Writers’ secrets: creative multi-tasking

An innocent-looking notebook

Now that I’m approaching what I hope are the final stages of writing The French Heir, something odd has happened. I had to update my work password yesterday, and my thoughts were evidently not stuck in the present but had jumped ahead, not for the first time, because I found myself concocting a password based on where I think Pitkirtly XVIII will go.I say ‘concocting’ because of course you can’t just use real words for a password these days. It has to have an ugly-looking mixture of upper and lower case letters, numbers and symbols and ideally will be almost impossible to remember or to type accurately.

Anyway, this is just to reassure people that I am indeed quietly starting to think about Pitkirtly XVIII even while progressing at a stately pace towards the end of the current novel. Unusually for me, I’ve created a plot outline for The French Heir that now takes up 15 pages of my notebook instead of the usual two paragraphs. There are 6 parts in the novel, and as I finish writing each part I’ve been deciding what will go in the next one. I am now on Part 6 so the end is definitely in sight! As long as I can avoid changing any of the characters’ names again, it will be fine. I have a good idea of how it ends.

Inside – an even messier ‘plan’ than usual…

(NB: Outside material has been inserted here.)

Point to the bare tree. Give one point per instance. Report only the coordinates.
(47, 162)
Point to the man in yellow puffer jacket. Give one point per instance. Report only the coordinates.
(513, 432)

Again quite unusually, I have ideas for the next 3 Pitkirtly novels and the germ of an idea for another ‘Heir’ one that has somewhat unexpectedly developed out of something that happened in this one. I can’t remember writing down anything for the 3 Pitkirtlies but I am almost certain I won’t forget what they are. In any case, in the context of writing, if you forget an idea for a book, for instance if you think of something in the middle of the night and can’t be bothered to write it down and you’ve forgotten it by morning, then it wasn’t really worth remembering.

If it stays in your head for long enough to mean you start working out where to start – and sometimes even drafting the opening sentences, something else I often think about in the middle of the night – then the story should be viable. That’s my theory anyway!